No caso da nova série, Brasília é também um cenário de corrupção e adultério. Nesse sentido, o signo da utopia sonhada por Niemeyer e Lúcio Costa contrasta com a lamaceira de tramoias na política e de traição entre os casais.

Meirelles, guiado pelo roteiro até aqui correto de Euclydes Marinho, constrói sobre Brasília uma segunda pele, um tanto conspurcada, erodida. Em tudo está implícito um embate entre a beleza comprada a qualquer custo e toda uma arquitetura de pequenas mentiras.

Zé Paulo Cardeal/Globo
João Miguel e Adriana Esteves em 'Felizes para Sempre?', série de Euclydes Marinho, na Globo
João Miguel e Adriana Esteves em cena de 'Felizes para Sempre?', série de Euclydes Marinho, na Globo

Enrique Diaz, excelente na pele do empreiteiro Cláudio, divide seu tempo entre superfaturar obras do governo e transar com belas mulheres –Paolla Oliveira surpreende como a prostituta Danny Bond–, ao mesmo tempo em que sente um estranho prazer em comprar obras de arte. Sua casa, de ângulos retos e paredes envidraçadas, é um pequeno museu.
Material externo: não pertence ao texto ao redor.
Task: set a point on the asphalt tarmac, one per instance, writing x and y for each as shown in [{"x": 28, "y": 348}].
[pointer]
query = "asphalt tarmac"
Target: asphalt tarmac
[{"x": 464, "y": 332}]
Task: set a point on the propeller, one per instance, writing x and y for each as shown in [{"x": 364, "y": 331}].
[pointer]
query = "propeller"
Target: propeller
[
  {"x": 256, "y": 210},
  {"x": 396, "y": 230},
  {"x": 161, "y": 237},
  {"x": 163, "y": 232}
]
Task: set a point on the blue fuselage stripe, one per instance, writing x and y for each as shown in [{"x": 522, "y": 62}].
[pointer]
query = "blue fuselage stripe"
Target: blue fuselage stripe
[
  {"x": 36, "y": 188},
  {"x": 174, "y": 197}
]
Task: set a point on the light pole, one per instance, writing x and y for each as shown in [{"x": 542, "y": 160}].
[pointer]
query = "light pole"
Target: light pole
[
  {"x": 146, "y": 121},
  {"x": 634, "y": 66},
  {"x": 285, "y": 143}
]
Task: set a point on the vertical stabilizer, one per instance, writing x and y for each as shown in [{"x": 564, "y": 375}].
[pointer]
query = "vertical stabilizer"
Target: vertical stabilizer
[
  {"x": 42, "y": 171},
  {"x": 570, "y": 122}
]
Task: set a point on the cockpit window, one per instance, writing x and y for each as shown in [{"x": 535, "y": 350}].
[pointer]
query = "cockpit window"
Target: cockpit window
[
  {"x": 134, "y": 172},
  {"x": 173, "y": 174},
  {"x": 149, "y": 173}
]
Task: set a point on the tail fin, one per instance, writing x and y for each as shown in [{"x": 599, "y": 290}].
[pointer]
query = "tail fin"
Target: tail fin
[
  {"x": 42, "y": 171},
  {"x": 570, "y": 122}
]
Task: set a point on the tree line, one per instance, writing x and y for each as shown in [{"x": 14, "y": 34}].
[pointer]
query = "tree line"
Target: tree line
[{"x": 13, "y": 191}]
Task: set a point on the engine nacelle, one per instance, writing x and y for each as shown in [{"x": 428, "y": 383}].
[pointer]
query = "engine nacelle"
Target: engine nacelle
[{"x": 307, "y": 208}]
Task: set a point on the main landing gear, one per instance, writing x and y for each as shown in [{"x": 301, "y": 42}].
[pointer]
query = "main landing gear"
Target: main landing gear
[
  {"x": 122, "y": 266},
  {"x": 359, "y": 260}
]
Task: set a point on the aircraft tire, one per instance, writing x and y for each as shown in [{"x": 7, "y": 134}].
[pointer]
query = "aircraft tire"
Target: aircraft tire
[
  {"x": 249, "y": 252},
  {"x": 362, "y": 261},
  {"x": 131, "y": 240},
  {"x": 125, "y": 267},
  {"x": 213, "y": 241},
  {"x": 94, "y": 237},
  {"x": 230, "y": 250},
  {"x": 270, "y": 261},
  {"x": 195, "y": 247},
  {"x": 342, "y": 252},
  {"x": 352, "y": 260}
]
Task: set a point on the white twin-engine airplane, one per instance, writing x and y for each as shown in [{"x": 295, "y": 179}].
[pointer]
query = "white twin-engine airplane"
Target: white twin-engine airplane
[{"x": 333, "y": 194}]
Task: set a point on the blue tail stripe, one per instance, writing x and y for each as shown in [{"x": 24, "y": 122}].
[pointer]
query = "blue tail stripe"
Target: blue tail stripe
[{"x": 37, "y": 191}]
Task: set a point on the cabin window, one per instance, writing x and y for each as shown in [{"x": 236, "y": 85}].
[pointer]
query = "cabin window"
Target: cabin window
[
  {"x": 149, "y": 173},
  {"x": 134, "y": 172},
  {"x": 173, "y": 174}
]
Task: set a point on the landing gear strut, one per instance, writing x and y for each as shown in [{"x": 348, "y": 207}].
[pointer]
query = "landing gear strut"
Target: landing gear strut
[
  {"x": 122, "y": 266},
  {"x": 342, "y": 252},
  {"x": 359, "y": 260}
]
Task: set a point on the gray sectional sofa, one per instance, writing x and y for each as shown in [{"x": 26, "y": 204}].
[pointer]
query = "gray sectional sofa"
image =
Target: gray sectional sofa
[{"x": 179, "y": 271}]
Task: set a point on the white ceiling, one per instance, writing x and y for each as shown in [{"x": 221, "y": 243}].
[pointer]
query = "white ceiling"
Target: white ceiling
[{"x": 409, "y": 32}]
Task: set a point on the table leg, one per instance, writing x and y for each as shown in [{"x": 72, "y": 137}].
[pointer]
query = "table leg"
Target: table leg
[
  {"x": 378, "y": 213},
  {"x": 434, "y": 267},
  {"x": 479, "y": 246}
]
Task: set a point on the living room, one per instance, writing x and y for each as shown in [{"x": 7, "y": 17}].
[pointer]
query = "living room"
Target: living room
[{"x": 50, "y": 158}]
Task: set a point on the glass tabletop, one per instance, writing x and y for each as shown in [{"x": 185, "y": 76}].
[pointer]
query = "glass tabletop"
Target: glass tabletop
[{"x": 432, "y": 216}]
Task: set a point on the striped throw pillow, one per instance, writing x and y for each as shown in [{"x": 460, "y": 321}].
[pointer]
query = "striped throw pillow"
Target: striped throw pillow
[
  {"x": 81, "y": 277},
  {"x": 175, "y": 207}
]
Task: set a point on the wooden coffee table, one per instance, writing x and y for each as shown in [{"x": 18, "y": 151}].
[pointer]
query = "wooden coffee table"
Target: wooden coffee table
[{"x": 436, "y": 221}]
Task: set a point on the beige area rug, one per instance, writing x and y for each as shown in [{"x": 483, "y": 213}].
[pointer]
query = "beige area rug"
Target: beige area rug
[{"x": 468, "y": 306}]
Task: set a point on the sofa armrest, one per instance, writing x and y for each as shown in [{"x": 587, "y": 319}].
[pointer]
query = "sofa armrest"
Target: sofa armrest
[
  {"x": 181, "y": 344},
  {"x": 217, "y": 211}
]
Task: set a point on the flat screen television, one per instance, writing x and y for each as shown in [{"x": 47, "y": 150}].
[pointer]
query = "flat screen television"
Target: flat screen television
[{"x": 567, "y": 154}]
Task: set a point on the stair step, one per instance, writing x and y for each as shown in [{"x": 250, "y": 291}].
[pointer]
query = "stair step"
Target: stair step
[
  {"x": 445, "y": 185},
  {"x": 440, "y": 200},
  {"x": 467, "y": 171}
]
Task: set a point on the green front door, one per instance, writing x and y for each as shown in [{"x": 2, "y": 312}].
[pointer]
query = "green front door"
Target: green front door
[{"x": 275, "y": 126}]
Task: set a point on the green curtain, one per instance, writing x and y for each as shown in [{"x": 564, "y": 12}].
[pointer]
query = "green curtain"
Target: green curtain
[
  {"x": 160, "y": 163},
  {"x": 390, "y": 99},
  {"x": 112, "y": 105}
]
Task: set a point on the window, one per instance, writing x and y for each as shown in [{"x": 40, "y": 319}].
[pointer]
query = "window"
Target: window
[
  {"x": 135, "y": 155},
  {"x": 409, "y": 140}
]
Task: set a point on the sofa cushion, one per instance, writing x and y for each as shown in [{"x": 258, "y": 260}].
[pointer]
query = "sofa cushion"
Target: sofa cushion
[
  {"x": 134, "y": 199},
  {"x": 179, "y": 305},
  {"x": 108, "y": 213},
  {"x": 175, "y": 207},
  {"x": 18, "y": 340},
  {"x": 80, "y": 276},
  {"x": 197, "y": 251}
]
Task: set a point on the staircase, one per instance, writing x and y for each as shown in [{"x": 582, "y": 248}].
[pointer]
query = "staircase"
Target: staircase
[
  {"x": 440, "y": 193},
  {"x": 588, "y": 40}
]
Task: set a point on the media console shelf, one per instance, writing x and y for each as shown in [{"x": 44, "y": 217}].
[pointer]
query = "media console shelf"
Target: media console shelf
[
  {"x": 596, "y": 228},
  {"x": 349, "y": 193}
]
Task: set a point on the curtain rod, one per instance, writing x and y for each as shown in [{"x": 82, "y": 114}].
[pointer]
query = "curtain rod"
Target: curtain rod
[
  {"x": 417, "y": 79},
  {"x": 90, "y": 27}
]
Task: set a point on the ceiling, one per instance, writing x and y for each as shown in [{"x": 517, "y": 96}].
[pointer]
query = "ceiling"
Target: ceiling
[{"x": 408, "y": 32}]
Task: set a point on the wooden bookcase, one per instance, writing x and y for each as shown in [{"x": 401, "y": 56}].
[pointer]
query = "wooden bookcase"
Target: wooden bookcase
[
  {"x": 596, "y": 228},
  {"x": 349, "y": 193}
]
Adriana Esteves, numa atuação mais contida e matizada do que sua histérica Carminha de "Avenida Brasil", vive uma cirurgiã plástica que parece tratar seus próprios relacionamentos com precisão cirúrgica, cortando excessos, corrigindo falhas, evitando desvios.

Em cena, os casais de "Felizes para Sempre?" parecem engajados num esforço desesperado de manter as convenções em tempos de distrações tentadoras demais, configurando um espelho do amor atravessado por aplicativos de paquera. Não à toa, Cláudio, quando transa com a própria mulher, vivida aqui por Maria Fernanda Cândido, não consegue ir além da ejaculação precoce.

Essa sensação de gozar antes da hora, ou de queimar a largada, delineia todas as cenas, num estranho paralelo com o Brasil do futuro erguido em volteios de ficção científica no coração do cerrado.

Em certos aspectos, a minissérie não passa das convenções de um drama televisivo, com exceção da fotografia luxuosa de Meirelles e uma direção de arte impecável, mas se firma como uma das produções mais interessantes da história recente da TV brasileira.

Interessante porque foge do melodrama, pelo menos nos dois primeiros episódios, e se aproxima de um registro mais contido. Tenta traçar um retrato, mesmo que às vezes caricato, dos donos do poder, satisfazendo lamúrias de quem sente falta de ver no Brasil menos "favela movies" e mais dramas da classe média que sofre.

Também porque consolida nesse horário das 23h, depois de todas as bobagens do horário em que a briga pela audiência na TV aberta ainda é uma questão de sangue nos olhos, uma faixa de experimentações bem-vindas –da excelente "Amores Roubados" à beleza formal de "O Rebu", ambas de José Luiz Villamarim.

No fundo, a surpresa de "Felizes para Sempre?" não se divorcia da força visual de Brasília. Não a capital planejada sob o signo do delírio, mas um descampado triste que virou a chapa quente do poder e do desejo, ou melhor, da ganância e da luxúria.